Als dann das Jahr 1914 kam, die ersten Nachrichten aus Sarajevo in den Pariser Salons flüsterten und bald darauf in den Straßen lauter wurden, empfand Picasso, wie die Welt, die er kannte, in einer plötzlichen und zugleich unaufhaltsamen Bewegung auseinanderbrach, als hätte jemand einen kostbaren, sorgfältig gefügten Mosaikboden, in dem jede Steinplatte ihre Stelle hatte, mit einem einzigen Schlag zersprengt, sodass selbst diejenigen, die fest auf ihren Positionen standen, keinen sicheren Grund mehr unter den Füßen hatten, und in dieser Erschütterung, die andere an die Front trieb und ihm, durch die zufällige Sicherheit seiner spanischen Staatsbürgerschaft, den Rückzug ins Atelier erlaubte, spürte er eine neue Art von Schuld, die ihn nicht in politisches Handeln drängte, sondern in eine fast asketische Form der Arbeit, als müsse er die Stille, die ihm geblieben war, füllen, um den Lärm der Kanonen an anderen Orten nicht hören zu müssen.
Die Jahre bis 1916 wurden für ihn zu einer Zeit des Nebeneinanders von scheinbar unvereinbaren Kräften: einerseits das Festhalten am Kubismus, in einer kristallinen, reduzierten Form, die Kritiker später „Crystal Cubism“ nennen sollten, als ob er durch die geometrische Strenge eine Ordnung in die chaotische Welt hineinziehen wollte, und andererseits das langsame Wiederauftauchen figürlicher, fast klassizistischer Elemente, die nicht nur eine Rückkehr zu alten Themen bedeuteten, sondern wie ein Versuch wirkten, im Angesicht der Zerstörung die unverletzte Gestalt des Menschen, die Schönheit des Körpers und die Harmonie der Proportion zu behaupten, und so fanden sich in diesen Jahren Bilder, die wie stille Verhandlungen zwischen Vergangenheit und Zukunft erschienen, zwischen einer Welt, die verlorengegangen war, und einer, die erst noch zu entstehen hatte.
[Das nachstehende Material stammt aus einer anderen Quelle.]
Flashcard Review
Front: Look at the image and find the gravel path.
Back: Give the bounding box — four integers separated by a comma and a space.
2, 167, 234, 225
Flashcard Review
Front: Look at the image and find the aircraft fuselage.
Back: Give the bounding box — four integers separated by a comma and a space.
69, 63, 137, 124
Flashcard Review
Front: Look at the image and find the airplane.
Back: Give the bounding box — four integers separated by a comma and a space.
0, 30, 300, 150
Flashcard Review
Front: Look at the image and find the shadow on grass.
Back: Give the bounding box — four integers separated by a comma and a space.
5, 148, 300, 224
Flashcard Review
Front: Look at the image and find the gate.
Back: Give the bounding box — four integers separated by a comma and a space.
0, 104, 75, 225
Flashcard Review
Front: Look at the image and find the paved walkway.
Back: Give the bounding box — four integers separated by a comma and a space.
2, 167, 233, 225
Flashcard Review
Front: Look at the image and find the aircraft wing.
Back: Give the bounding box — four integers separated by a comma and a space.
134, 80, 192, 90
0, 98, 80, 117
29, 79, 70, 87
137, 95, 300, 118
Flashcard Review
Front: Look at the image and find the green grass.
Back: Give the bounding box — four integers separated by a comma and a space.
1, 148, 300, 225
Als 1918 der Krieg endete, Paris in eine seltsame Mischung aus Erleichterung, Trauer und ausgelassener Erschöpfung fiel, und er selbst, um Jahre gealtert, aber zugleich gewachsen an der inneren Disziplin dieser Zeit, auf seine Arbeit zurückblickte, erkannte er, dass der eigentliche Wendepunkt nicht der erste Tag des Krieges gewesen war, nicht die Rückkehr seiner Freunde aus der Fremde oder ihr Ausbleiben, nicht einmal die veränderte Kunstszene der Nachkriegszeit, sondern dass all dies zurückführte auf jenes ferne Jahr 1913, auf die Berge von Céret, den Verlust des Vaters, den Blick auf Eva, deren Lächeln bereits Abschied war, und auf den Hund, der in seiner Stille etwas Unwiederbringliches verkörperte – und dass diese Erfahrungen, die in der Landschaft und in den langen, schweigsamen Tagen jenes Sommers in ihn eingesunken waren, wie unterirdische Wasserläufe geblieben waren, die selbst in den Jahren des Lärms ihre Richtung behielten und ihn, ob er es wollte oder nicht, zu jenem Künstler formten, der er nun war.